If you don't know who Alan Turing was, then shame on you. The British code breaker, mathematics genius and father of both computer science and artificial intelligence is rightly credited with helping to bring the second world war to an end. Turing was also gay, and that's where the shame has stuck firmly on the UK establishment for more than 60 years. Turing was convicted for 'homosexual activity' in 1952, and his punishment was to be chemically castrated.
This shameful and appaling conviction meant that Turing was unable to continue his pioneering code-breaking work at Bletchley Park as he lost his security clearance. He also lost his life, committing suicide just two years later. Now, some 59 years after his death, Alan Turing has finally been given a pardon by Queen Elizabeth II under the 'Royal Prerogative of Mercy'.

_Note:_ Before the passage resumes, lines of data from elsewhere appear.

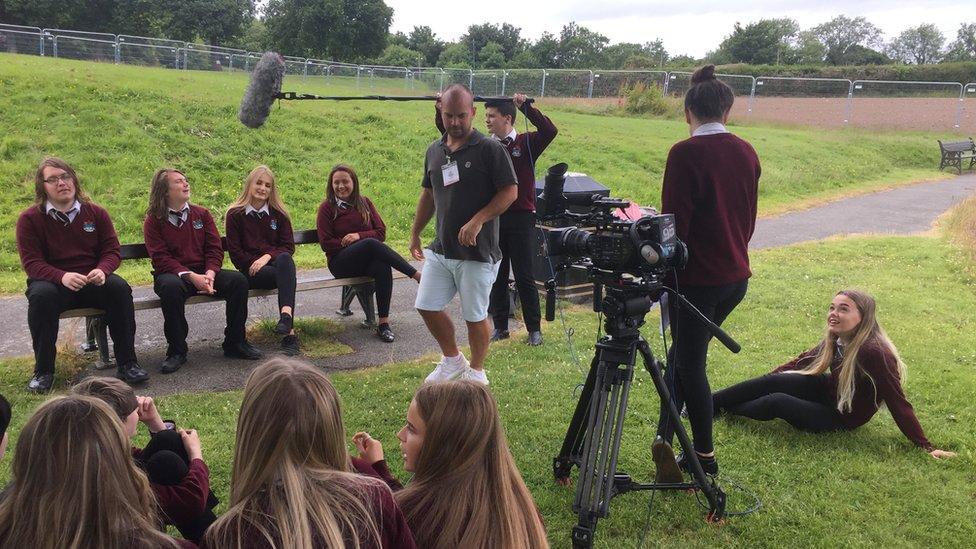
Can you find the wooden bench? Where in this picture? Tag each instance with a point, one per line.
(955, 152)
(361, 288)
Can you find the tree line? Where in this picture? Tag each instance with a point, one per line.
(359, 31)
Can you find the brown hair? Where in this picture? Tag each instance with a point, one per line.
(467, 491)
(40, 195)
(291, 482)
(708, 98)
(356, 199)
(114, 392)
(158, 191)
(75, 483)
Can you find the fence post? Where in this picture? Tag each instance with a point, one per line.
(849, 108)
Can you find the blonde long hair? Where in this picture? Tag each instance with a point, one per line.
(274, 199)
(869, 331)
(467, 491)
(291, 481)
(75, 483)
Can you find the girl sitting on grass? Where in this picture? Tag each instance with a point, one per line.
(292, 481)
(74, 483)
(837, 385)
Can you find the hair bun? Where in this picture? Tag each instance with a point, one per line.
(703, 74)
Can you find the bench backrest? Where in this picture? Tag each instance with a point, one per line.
(957, 146)
(138, 251)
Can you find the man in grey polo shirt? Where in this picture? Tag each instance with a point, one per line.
(468, 182)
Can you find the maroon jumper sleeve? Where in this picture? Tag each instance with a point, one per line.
(882, 368)
(286, 239)
(328, 239)
(213, 251)
(235, 244)
(31, 257)
(162, 260)
(108, 243)
(545, 130)
(187, 500)
(379, 228)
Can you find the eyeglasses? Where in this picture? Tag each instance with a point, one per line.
(53, 180)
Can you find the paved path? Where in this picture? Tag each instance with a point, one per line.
(906, 210)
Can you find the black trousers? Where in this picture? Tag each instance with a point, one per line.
(516, 238)
(686, 377)
(166, 463)
(803, 401)
(47, 300)
(280, 274)
(173, 292)
(370, 257)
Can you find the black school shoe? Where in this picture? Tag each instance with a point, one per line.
(41, 383)
(385, 333)
(709, 465)
(285, 324)
(132, 373)
(243, 350)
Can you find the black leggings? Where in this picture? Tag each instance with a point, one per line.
(803, 401)
(686, 377)
(279, 274)
(370, 257)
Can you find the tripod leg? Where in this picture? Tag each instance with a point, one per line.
(714, 494)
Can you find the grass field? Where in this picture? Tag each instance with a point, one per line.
(866, 488)
(118, 124)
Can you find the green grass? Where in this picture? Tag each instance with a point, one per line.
(866, 488)
(118, 124)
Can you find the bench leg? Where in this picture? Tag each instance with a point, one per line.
(347, 294)
(365, 294)
(101, 333)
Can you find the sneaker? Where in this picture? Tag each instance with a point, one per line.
(666, 469)
(445, 371)
(470, 374)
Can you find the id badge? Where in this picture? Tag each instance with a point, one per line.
(450, 173)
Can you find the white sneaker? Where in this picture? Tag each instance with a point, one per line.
(471, 374)
(446, 370)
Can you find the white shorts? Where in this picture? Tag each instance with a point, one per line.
(443, 278)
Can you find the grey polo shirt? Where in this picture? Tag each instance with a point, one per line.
(484, 168)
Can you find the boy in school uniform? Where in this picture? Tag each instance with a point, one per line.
(184, 246)
(70, 250)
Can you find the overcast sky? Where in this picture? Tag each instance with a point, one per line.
(691, 27)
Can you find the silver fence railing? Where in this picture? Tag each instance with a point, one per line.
(824, 101)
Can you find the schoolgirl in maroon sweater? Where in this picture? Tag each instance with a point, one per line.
(351, 233)
(69, 250)
(186, 253)
(261, 243)
(711, 183)
(839, 384)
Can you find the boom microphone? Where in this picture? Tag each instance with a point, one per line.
(265, 87)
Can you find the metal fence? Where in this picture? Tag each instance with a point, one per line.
(816, 101)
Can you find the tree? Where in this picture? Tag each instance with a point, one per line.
(506, 35)
(919, 45)
(842, 32)
(963, 48)
(422, 39)
(348, 30)
(759, 43)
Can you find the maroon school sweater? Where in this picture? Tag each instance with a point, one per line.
(334, 223)
(524, 151)
(49, 249)
(711, 183)
(193, 247)
(877, 382)
(248, 238)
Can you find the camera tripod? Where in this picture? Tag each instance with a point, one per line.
(593, 439)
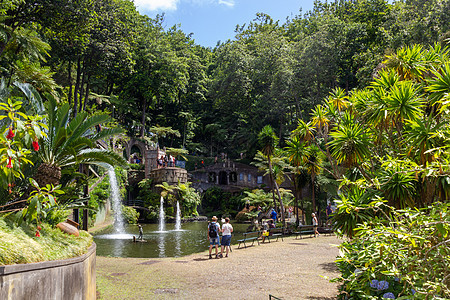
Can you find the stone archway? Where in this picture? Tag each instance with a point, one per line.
(223, 178)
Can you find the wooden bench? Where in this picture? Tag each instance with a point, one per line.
(275, 233)
(304, 229)
(249, 236)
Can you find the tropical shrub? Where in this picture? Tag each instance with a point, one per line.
(20, 133)
(404, 254)
(130, 215)
(189, 199)
(19, 244)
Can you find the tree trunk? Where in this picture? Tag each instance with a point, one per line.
(77, 86)
(271, 183)
(281, 205)
(144, 108)
(313, 194)
(86, 94)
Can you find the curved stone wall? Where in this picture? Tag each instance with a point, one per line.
(72, 278)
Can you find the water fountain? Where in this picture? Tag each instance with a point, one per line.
(116, 202)
(162, 221)
(178, 218)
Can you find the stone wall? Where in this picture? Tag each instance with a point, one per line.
(171, 175)
(72, 278)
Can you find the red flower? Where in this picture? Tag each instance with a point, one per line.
(9, 165)
(10, 134)
(35, 145)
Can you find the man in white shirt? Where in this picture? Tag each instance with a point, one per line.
(227, 229)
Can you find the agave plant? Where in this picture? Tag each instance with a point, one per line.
(72, 142)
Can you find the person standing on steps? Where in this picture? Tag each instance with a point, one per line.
(213, 236)
(315, 224)
(227, 229)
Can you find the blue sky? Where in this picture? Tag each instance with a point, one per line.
(214, 20)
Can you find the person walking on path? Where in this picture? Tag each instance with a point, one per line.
(213, 236)
(315, 224)
(273, 215)
(227, 229)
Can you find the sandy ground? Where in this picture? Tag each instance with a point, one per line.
(289, 269)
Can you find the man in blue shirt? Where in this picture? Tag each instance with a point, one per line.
(273, 215)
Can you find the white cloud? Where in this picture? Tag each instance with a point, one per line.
(170, 5)
(229, 3)
(151, 5)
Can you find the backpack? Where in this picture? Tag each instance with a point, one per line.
(212, 230)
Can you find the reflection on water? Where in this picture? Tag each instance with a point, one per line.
(170, 243)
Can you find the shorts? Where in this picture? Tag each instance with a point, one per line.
(214, 241)
(226, 239)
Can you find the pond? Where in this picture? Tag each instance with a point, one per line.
(192, 238)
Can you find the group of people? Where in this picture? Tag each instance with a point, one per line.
(166, 161)
(214, 239)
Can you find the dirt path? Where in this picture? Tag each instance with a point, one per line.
(289, 269)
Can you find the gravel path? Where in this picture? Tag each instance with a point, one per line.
(289, 269)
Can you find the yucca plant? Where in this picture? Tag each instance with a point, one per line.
(71, 142)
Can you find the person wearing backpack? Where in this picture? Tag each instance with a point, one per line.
(213, 236)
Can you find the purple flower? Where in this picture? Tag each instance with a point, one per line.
(382, 285)
(374, 283)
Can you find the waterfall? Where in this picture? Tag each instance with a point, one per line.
(116, 201)
(178, 218)
(162, 221)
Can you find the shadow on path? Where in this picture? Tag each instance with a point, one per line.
(329, 267)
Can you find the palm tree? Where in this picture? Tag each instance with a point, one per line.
(298, 153)
(350, 144)
(72, 142)
(314, 167)
(404, 103)
(268, 141)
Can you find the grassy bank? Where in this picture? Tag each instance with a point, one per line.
(18, 244)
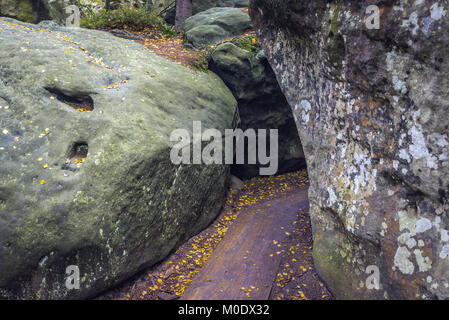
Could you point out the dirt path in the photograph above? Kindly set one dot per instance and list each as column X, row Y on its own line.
column 260, row 247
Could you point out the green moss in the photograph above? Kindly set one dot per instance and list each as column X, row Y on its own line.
column 248, row 43
column 125, row 18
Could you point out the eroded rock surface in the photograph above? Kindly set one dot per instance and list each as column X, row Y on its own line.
column 371, row 106
column 261, row 104
column 86, row 176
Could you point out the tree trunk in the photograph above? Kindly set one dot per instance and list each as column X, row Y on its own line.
column 183, row 11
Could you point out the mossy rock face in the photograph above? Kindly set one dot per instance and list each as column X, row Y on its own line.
column 216, row 24
column 261, row 104
column 23, row 10
column 372, row 107
column 203, row 5
column 85, row 146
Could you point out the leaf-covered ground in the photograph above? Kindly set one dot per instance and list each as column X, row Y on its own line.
column 296, row 277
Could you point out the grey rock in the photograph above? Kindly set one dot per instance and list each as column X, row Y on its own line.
column 372, row 110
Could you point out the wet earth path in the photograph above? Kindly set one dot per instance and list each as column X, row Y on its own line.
column 260, row 247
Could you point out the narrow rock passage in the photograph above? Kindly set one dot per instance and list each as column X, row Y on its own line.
column 260, row 247
column 248, row 257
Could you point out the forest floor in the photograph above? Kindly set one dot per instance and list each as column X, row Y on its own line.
column 260, row 247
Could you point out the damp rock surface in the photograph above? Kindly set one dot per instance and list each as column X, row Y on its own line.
column 215, row 25
column 372, row 108
column 86, row 177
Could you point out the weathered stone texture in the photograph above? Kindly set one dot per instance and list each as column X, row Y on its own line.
column 372, row 111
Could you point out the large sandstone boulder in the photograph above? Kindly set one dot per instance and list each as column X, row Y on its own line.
column 86, row 177
column 203, row 5
column 216, row 24
column 261, row 103
column 372, row 109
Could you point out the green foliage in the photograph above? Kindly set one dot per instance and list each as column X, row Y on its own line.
column 248, row 43
column 123, row 18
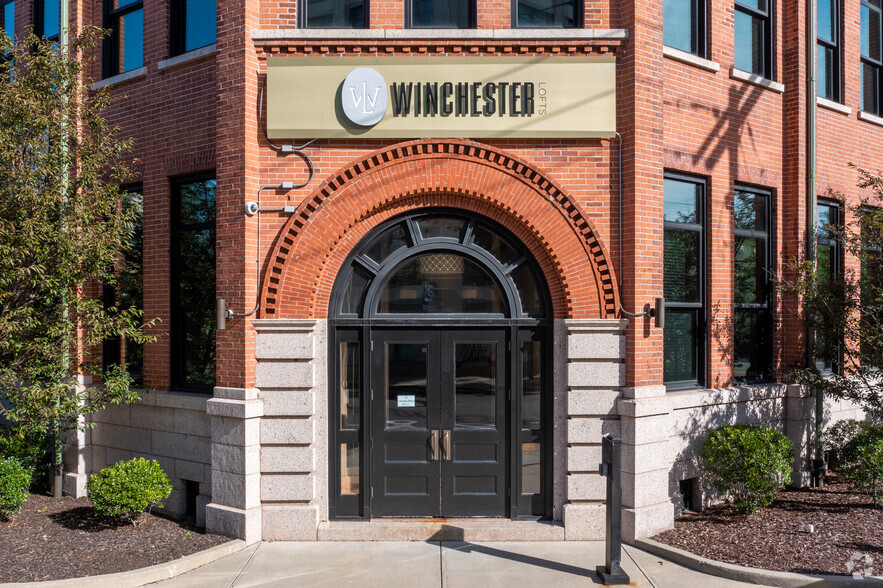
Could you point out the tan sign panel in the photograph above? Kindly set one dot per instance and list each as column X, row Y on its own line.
column 441, row 97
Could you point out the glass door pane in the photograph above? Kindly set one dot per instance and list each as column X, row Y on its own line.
column 475, row 385
column 406, row 385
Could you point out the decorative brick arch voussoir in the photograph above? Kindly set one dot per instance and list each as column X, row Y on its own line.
column 455, row 173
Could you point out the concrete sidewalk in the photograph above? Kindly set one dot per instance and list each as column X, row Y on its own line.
column 436, row 564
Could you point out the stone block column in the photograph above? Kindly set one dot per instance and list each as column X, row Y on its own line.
column 595, row 350
column 235, row 509
column 800, row 408
column 76, row 452
column 646, row 423
column 291, row 376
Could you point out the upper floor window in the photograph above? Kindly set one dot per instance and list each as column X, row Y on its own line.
column 752, row 328
column 8, row 22
column 871, row 56
column 546, row 13
column 193, row 283
column 753, row 37
column 124, row 48
column 440, row 14
column 684, row 282
column 47, row 18
column 828, row 49
column 194, row 24
column 683, row 25
column 334, row 14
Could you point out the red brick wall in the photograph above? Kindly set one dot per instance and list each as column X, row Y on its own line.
column 671, row 116
column 390, row 14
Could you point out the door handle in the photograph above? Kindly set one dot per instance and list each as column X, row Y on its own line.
column 433, row 446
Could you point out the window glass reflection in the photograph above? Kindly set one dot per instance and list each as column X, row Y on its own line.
column 349, row 385
column 349, row 468
column 442, row 13
column 340, row 14
column 679, row 28
column 475, row 385
column 406, row 385
column 531, row 399
column 680, row 201
column 441, row 283
column 547, row 13
column 531, row 470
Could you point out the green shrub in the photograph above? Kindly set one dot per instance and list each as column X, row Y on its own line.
column 30, row 448
column 838, row 435
column 861, row 459
column 14, row 482
column 747, row 463
column 128, row 488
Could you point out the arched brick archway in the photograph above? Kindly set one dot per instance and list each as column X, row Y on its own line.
column 316, row 239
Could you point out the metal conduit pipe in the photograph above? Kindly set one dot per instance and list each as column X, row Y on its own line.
column 811, row 139
column 254, row 209
column 656, row 310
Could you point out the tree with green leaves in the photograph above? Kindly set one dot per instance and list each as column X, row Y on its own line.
column 64, row 228
column 845, row 310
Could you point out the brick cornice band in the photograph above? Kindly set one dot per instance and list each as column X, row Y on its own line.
column 438, row 173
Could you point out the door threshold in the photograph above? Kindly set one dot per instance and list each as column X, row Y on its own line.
column 441, row 529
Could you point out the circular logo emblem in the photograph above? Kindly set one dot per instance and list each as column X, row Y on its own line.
column 364, row 96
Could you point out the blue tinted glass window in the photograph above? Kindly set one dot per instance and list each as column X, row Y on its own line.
column 825, row 72
column 131, row 38
column 679, row 27
column 9, row 18
column 547, row 13
column 442, row 13
column 341, row 14
column 51, row 18
column 870, row 31
column 825, row 20
column 680, row 201
column 749, row 43
column 201, row 28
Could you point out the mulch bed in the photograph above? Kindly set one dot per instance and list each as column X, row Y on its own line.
column 847, row 537
column 54, row 539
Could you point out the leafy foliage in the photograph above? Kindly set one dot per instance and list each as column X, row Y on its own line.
column 14, row 482
column 128, row 488
column 846, row 311
column 748, row 463
column 841, row 433
column 30, row 448
column 857, row 447
column 62, row 231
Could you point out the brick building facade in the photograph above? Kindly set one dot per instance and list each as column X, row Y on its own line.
column 258, row 448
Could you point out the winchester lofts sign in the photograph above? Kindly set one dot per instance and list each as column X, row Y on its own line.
column 414, row 97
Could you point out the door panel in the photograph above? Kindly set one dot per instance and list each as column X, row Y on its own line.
column 405, row 411
column 474, row 477
column 439, row 423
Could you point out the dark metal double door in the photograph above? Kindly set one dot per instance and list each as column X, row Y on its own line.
column 439, row 434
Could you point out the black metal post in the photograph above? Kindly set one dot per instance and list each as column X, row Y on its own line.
column 611, row 468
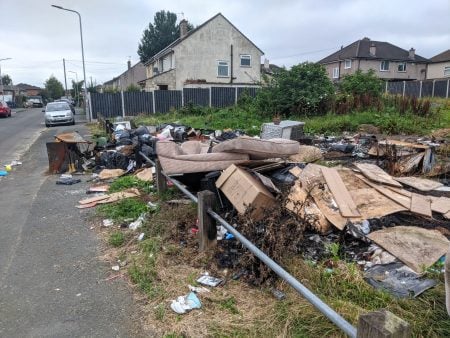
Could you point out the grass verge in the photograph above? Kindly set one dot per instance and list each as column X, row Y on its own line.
column 167, row 260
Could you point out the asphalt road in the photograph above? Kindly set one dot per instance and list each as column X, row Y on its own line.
column 52, row 283
column 18, row 132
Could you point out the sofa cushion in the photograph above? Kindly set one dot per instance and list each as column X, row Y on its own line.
column 259, row 149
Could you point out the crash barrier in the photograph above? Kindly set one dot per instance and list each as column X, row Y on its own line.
column 374, row 324
column 162, row 101
column 419, row 89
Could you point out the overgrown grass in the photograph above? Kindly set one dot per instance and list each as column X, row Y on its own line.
column 126, row 209
column 126, row 182
column 247, row 119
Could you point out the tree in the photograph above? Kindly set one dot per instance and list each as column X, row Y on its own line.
column 160, row 34
column 77, row 88
column 54, row 88
column 360, row 83
column 6, row 80
column 304, row 89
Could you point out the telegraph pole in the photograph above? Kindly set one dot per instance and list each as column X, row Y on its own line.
column 65, row 79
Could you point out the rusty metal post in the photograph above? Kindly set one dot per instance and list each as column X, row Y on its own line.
column 382, row 324
column 206, row 224
column 161, row 182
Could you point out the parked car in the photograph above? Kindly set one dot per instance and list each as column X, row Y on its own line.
column 69, row 102
column 5, row 111
column 58, row 113
column 35, row 102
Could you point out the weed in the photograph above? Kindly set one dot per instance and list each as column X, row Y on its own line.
column 229, row 304
column 120, row 211
column 160, row 312
column 333, row 250
column 126, row 182
column 116, row 238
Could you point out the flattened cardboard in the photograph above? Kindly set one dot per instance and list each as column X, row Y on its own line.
column 416, row 247
column 243, row 190
column 376, row 174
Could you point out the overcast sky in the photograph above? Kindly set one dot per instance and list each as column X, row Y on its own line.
column 37, row 36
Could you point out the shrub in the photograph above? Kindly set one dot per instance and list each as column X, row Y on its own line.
column 303, row 90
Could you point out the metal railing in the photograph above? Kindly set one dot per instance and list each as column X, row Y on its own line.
column 328, row 312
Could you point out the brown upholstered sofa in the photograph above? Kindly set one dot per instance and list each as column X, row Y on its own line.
column 194, row 156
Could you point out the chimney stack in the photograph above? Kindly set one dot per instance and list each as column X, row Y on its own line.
column 372, row 49
column 183, row 28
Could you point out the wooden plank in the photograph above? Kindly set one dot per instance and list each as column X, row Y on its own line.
column 404, row 201
column 340, row 193
column 382, row 324
column 420, row 205
column 420, row 184
column 206, row 224
column 93, row 199
column 376, row 174
column 441, row 205
column 416, row 247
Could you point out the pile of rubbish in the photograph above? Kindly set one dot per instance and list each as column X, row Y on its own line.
column 394, row 225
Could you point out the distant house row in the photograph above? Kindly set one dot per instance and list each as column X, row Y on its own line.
column 216, row 53
column 11, row 91
column 389, row 62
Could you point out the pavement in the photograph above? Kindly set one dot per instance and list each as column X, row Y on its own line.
column 52, row 283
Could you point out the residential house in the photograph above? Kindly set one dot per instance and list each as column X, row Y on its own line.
column 132, row 76
column 215, row 53
column 440, row 66
column 389, row 62
column 27, row 90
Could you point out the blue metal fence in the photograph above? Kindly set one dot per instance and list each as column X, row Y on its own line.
column 163, row 101
column 427, row 88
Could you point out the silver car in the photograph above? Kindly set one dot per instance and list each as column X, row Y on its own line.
column 58, row 113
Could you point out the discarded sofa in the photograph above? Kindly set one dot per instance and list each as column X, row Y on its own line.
column 193, row 157
column 259, row 149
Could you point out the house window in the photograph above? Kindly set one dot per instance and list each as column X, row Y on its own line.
column 401, row 67
column 246, row 60
column 222, row 68
column 336, row 73
column 446, row 71
column 348, row 64
column 384, row 66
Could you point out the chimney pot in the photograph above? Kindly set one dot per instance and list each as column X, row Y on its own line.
column 183, row 28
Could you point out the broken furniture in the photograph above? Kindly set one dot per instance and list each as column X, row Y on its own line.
column 259, row 149
column 191, row 158
column 65, row 153
column 290, row 130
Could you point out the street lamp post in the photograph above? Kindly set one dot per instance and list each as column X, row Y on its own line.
column 1, row 79
column 76, row 87
column 82, row 56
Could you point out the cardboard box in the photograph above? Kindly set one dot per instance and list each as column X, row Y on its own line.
column 243, row 190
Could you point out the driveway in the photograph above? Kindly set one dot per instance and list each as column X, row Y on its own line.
column 52, row 283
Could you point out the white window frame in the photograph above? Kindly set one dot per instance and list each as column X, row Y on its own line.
column 404, row 67
column 447, row 71
column 384, row 62
column 246, row 57
column 222, row 63
column 336, row 73
column 348, row 63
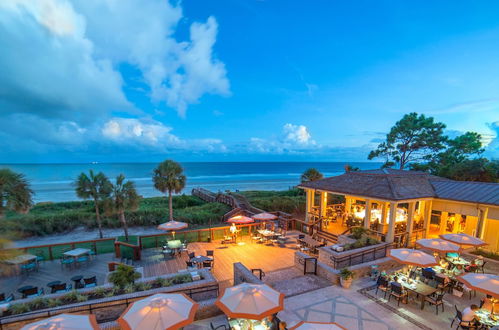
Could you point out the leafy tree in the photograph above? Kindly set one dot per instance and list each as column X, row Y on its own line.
column 413, row 138
column 169, row 178
column 15, row 192
column 123, row 197
column 96, row 187
column 311, row 174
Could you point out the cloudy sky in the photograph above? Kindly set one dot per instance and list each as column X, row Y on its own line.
column 135, row 80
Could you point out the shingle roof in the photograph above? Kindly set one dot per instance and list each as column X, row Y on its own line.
column 394, row 184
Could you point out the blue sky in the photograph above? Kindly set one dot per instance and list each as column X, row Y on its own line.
column 239, row 80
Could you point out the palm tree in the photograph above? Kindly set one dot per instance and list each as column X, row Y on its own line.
column 96, row 187
column 311, row 174
column 169, row 177
column 123, row 197
column 15, row 192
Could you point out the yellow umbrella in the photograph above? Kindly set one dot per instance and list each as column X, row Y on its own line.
column 250, row 301
column 160, row 311
column 463, row 239
column 486, row 283
column 438, row 245
column 317, row 326
column 412, row 257
column 66, row 322
column 173, row 226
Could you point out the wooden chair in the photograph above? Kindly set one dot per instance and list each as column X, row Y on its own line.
column 397, row 292
column 437, row 301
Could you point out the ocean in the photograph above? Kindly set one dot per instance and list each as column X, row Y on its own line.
column 53, row 182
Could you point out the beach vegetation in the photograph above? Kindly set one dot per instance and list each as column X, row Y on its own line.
column 96, row 187
column 169, row 178
column 15, row 192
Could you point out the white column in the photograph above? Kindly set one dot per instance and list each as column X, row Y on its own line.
column 391, row 225
column 367, row 217
column 410, row 218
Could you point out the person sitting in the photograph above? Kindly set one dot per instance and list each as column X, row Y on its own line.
column 469, row 316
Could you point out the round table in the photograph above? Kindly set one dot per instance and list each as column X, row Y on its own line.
column 77, row 280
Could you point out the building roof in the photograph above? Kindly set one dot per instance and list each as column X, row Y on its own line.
column 391, row 184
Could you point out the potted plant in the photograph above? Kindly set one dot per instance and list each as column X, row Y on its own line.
column 346, row 277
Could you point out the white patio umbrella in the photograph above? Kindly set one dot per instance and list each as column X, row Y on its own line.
column 160, row 311
column 486, row 283
column 412, row 257
column 250, row 301
column 173, row 226
column 438, row 245
column 66, row 322
column 463, row 239
column 303, row 325
column 264, row 216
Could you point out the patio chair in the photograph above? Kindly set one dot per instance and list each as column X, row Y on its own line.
column 90, row 282
column 383, row 285
column 397, row 292
column 460, row 323
column 33, row 292
column 4, row 300
column 437, row 301
column 61, row 288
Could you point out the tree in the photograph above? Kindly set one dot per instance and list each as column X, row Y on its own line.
column 169, row 178
column 311, row 174
column 413, row 138
column 96, row 187
column 123, row 197
column 15, row 192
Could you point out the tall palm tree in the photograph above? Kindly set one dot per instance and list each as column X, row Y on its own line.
column 311, row 174
column 15, row 192
column 96, row 187
column 169, row 178
column 123, row 197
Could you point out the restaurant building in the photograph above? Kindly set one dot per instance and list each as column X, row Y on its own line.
column 402, row 206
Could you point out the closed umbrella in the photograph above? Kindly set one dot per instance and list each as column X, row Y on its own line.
column 486, row 283
column 317, row 326
column 412, row 257
column 250, row 301
column 240, row 220
column 66, row 322
column 160, row 311
column 264, row 216
column 438, row 245
column 173, row 226
column 463, row 239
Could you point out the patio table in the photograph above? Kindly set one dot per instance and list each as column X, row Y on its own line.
column 75, row 253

Turing is widely credited with shortening the second world war by at least two years thanks to his work that helped crack the German Enigma codes at Bletchley Park. He went on, after the war, to work for the UK Government Communications Headquarters (GCHQ) until his security clearance was revoked thanks to that conviction. He died as a result of suicide poisoning, assumed a suicide at the age of just 41 although some gay rights campaigners have today called for a full investigation into the possibility that he was murdered by British intelligence forces as he was perversely considered a threat to national security because of a combination of his knowledge and sexual orientation.